The total phosphorus (TP) and orthophosphates (P-PO4) concentration were determined spectrophotometrically according to Koroleff60 using Shimadzu UV–VIS 1201 spectrophotometer. Chlorophyll a (Chl a) concentration was determined according to Arrar and Collins61. Extraction was made from 10 mL water samples with 10 mL of 98% acetone. Measuring was carried out with use of a TD-700 fluorometer at 750 nm.

Total nitrogen (TN) was measured using commercially certified Merck-Millipore tests (Spectroquant Nitrogen Total Cell Test, 114,537) and Merck SpectroquantPharo 300 spectrophotometer according to manufacturer’s instructions.
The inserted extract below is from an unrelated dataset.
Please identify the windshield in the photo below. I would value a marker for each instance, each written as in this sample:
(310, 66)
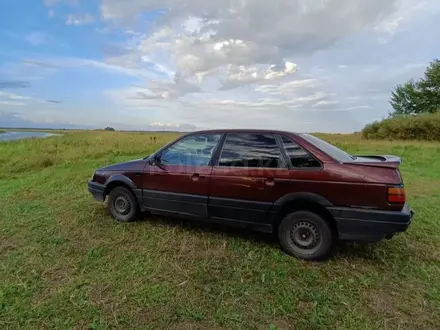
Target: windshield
(331, 150)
The ammonium (N-NH4) content was determined fluorometrically according to Holmes et al.62 in a Shimadzu RF 1500 spectrofluorometer.

Dissolved organic carbon (DOC) quantity were measured in water prefiltered through 0.2 µm pore-size polyethersulfone membrane filters (Merck Life Science, Germany).

The trophic state index (TSI) was calculated based of total phosphorus, chlorophyll a concentration and Secchi disc visibility, that was measured in situ at every sampling point according to Carlson63. Afterthat the TSI values calculated on the basis of these 3 parameters every sampling season were averaged and gaved mean TSI for every sampling site.

Illumina taxonomy analyses and rtPCR estimation of Aeromonas and Legionella abundance

DNA was isolated from microorganisms suspended on 0.2 µm polycarbonate membrane filters (Nuclepore, Whatman, UK) after filtration of 150 mL of each sample water. Isolation was carried out using the GeneMATRIX Soil DNA Purification Kit (EURx, Poland) according to the instruction manual supplied by the manufacturer. Purified DNA was checked for quality and quantity by a Synergy H1 microplate reader (Gen5 software, BioTek, USA) and agarose electrophoresis. The isolated DNA was stored at − 80 °C for further analysis.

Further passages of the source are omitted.